ここでも第三者による監視の目がない個人法律家による、財産の使い込みや横領リスクがあります。もしも個人法律家に依頼するならば、第三者機関のチェックも併せて依頼する方法も一案です。
③窓口がバラバラになっている
身元保証人は一人が担当しなければ、仕事の範囲が不明瞭になってしまいます。主な業務内容は・身元保証人・遺言執行者・死後事務受任者・身の回りの事務受任者です。
これらの仕事を別々の人が担い業務の範囲が重なってしまうと、お互いに譲り合ってしまうリスクがあります。反対に業務の範囲が重なり合わない仕事はおざなりにされる傾向です。

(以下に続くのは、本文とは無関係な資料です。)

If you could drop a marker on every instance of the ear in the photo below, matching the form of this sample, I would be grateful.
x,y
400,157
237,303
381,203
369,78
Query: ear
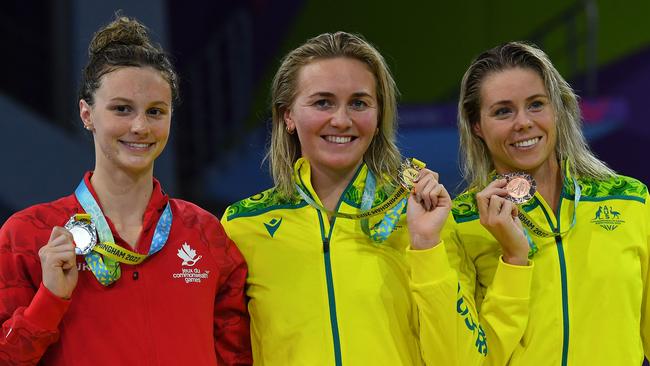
x,y
288,120
84,114
476,128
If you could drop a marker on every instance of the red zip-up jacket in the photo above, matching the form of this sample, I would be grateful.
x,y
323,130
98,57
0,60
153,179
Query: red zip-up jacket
x,y
164,311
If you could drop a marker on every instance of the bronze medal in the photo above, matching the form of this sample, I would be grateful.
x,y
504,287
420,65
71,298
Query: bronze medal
x,y
521,187
409,171
83,232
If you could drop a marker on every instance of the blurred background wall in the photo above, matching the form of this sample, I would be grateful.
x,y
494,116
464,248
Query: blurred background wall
x,y
227,51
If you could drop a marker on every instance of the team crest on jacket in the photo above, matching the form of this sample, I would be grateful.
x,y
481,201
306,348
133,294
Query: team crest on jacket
x,y
607,217
190,258
272,226
188,255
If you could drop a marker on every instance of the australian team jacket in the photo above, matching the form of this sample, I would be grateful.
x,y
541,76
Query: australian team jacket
x,y
323,293
587,301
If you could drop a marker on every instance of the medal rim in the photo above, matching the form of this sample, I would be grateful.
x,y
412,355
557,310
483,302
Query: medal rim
x,y
406,166
520,175
89,226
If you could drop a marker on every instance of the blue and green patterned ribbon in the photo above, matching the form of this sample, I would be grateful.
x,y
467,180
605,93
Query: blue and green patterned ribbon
x,y
381,230
105,269
528,222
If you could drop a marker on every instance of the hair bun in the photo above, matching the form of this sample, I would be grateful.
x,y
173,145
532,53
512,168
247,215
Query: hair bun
x,y
123,31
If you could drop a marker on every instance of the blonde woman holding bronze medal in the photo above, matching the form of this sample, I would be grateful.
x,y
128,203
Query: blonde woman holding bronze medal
x,y
118,273
340,271
553,243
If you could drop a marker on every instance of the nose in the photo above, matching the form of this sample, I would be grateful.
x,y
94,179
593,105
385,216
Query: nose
x,y
523,121
341,118
140,124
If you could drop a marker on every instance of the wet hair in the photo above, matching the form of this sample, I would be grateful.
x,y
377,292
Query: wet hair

最悪の事態では、担当者同士で責任の所在を巡って争いが起きてしまう可能性もあります。
身元保証会社との契約

身元保証会社を決めて契約に進んだ場合、後々本人や遺された家族ともトラブルに発展しないよう各種契約書類を交わします。身元保証会社やプランでも異なりますが、基本的には下記契約を書面で交わすと安心です。
・事務委任契約
・財産管理委任契約
・任意後見契約
・意思表示宣言書
・死後事務委任契約
・公正証書遺言書
本人が亡くなった後の死後手続きもあるので、特に家族・親族がいるものの「負担をかけたくない」などの理由で身元保証会社に依頼する人は、書面による契約がトラブル対策に不可欠です。
疎遠になった親族がいる
まとめ:身元保証人がいない高齢者は第三者と契約します

一般的に病院や高齢者施設の入所時に身元保証人が立てられない高齢者は、病院や施設スタッフに相談をすると身元保証会社を紹介してくれます。
ただし現代は身元保証会社が乱立しているため、紹介いただいた会社だからと契約を進めるだけでは危険です。
身元保証会社と契約を進める前に料金設定とサービスとともに、ホームページなどから運営母体の事業理念、経営状況・資金管理状況まで確認しましょう。